Die Zahlung der Umsatzsteuer auf umsatzsteuerpflichtige Auslagen stellt danach für den vorsteuerabzugsberechtigten Rechtsanwalt keine bleibende Ausgabe dar, weil die Umsatzsteuer wirtschaftlich im Wege des Vorsteuerabzugs wieder zurückfließt. Der Rechtsanwalt darf seinem Auftraggeber Umsatzsteuerbeträge, die er als Vorsteuer geltend machen kann, nicht in Rechnung stellen (Anwaltkommentar/N. Schneider aaO; Müller-Rabe in Gerold/Schmidt, aaO Rn. 18 f.). Er ist gehalten, in seine Rechnung gegenüber seinem Auftraggeber die Aufwendungen mit dem Nettobetrag aufzunehmen, denn der Anwalt darf sich über seine Gebührenrechnung nicht auf Kosten des Auftraggebers bereichern. Würde er die aufgewendeten Reisekosten als Bruttobeträge abrechnen, würde neben den Nettoreisekosten auch der Umsatzsteuerbetrag als Umsatz des Rechtsanwalts versteuert werden, obwohl es sich dabei jedenfalls nicht um Umsatz handelt.

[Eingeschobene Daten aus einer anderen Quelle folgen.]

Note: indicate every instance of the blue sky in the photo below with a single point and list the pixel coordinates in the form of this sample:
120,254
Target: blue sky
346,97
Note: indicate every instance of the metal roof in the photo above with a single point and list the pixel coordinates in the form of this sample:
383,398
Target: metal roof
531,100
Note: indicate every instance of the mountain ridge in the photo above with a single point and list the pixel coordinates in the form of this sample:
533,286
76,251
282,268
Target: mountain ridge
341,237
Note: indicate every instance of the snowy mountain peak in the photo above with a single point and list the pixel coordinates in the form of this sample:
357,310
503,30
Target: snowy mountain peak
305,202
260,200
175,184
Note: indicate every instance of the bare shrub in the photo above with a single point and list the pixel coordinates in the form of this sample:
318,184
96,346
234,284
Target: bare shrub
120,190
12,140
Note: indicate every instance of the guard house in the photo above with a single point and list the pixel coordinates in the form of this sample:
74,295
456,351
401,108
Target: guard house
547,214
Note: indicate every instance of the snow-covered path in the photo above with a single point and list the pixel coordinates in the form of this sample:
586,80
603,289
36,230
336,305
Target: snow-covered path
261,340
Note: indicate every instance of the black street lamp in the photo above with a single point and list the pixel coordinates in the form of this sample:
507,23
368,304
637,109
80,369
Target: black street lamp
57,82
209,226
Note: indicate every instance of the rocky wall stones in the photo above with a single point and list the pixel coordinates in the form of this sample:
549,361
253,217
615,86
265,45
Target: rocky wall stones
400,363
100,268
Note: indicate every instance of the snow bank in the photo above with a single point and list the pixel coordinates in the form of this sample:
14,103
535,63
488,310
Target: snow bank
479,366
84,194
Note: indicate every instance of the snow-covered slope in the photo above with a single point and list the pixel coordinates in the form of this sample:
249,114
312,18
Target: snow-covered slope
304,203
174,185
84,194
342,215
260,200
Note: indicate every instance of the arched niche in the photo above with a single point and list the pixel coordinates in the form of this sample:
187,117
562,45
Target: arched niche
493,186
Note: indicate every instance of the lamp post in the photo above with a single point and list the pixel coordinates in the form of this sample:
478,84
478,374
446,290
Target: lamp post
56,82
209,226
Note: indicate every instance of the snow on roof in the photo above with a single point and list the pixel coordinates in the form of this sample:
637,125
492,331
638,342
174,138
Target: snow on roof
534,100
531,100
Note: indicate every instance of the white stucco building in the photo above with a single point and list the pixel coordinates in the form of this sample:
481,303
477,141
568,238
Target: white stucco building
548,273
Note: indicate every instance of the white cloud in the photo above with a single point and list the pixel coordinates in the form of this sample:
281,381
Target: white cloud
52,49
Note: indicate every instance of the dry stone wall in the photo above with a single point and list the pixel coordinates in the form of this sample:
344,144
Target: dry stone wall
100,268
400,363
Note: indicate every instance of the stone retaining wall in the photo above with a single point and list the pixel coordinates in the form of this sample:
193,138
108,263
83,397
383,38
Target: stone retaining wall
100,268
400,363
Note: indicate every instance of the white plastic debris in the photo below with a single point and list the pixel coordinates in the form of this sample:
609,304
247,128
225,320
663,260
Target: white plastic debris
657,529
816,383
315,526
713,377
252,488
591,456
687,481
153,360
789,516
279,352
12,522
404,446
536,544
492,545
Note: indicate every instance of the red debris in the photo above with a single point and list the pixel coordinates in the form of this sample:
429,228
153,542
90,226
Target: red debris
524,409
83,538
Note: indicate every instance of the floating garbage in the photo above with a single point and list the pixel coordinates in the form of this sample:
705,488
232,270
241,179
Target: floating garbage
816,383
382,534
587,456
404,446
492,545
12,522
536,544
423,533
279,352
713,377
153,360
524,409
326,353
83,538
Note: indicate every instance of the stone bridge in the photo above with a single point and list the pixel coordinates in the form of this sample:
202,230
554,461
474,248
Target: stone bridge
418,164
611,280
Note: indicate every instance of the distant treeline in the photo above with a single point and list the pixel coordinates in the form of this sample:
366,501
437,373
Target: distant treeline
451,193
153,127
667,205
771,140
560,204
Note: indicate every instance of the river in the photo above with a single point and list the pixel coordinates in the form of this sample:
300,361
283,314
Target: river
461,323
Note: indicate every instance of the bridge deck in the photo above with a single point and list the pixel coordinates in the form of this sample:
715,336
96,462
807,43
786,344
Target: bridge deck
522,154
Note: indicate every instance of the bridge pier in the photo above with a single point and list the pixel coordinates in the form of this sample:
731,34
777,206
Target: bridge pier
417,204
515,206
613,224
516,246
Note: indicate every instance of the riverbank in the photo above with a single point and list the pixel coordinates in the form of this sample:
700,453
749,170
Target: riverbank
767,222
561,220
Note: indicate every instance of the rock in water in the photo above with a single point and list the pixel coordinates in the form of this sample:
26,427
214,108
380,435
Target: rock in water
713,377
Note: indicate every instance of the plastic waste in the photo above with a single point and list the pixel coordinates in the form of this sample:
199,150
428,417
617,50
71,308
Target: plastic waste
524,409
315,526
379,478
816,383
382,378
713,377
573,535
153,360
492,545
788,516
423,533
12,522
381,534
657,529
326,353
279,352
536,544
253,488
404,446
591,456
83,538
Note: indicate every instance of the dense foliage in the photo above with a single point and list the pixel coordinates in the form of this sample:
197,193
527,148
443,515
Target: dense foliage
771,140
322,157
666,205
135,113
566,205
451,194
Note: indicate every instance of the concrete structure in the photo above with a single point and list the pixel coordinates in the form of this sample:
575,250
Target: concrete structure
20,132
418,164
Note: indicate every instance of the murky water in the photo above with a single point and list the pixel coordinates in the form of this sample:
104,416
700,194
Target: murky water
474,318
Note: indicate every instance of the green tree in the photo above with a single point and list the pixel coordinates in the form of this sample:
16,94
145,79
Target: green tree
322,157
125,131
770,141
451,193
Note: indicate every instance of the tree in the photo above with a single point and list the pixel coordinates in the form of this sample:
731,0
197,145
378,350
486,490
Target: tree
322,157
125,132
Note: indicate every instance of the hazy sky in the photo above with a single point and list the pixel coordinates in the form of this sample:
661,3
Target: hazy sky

b) Soweit das Bundesdisziplinargericht (Beschluss vom 29. Januar 1987 - IV VL 37/85, MDR 1987, 467) unter Berufung auf den Beschluss des Bundesfinanzhofs (BFH, Beschluss vom 3. Februar 1970 - VII B 129/69, BFHE 98, 396 Rn. 398 f.) die Auffassung vertreten hat, dass die mit den Fahrtkosten gezahlte Mehrwertsteuer Bestandteil der tatsächlichen Reiseaufwendungen und damit der dem Rechtsanwalt zustehenden Auslagen ist, die unabhängig von der Möglichkeit des Vorsteuerabzugs erstattungsfähig sind, vermag der Senat sich dieser Auffassung für die zivilrechtliche Kostenerstattung nicht anzuschließen.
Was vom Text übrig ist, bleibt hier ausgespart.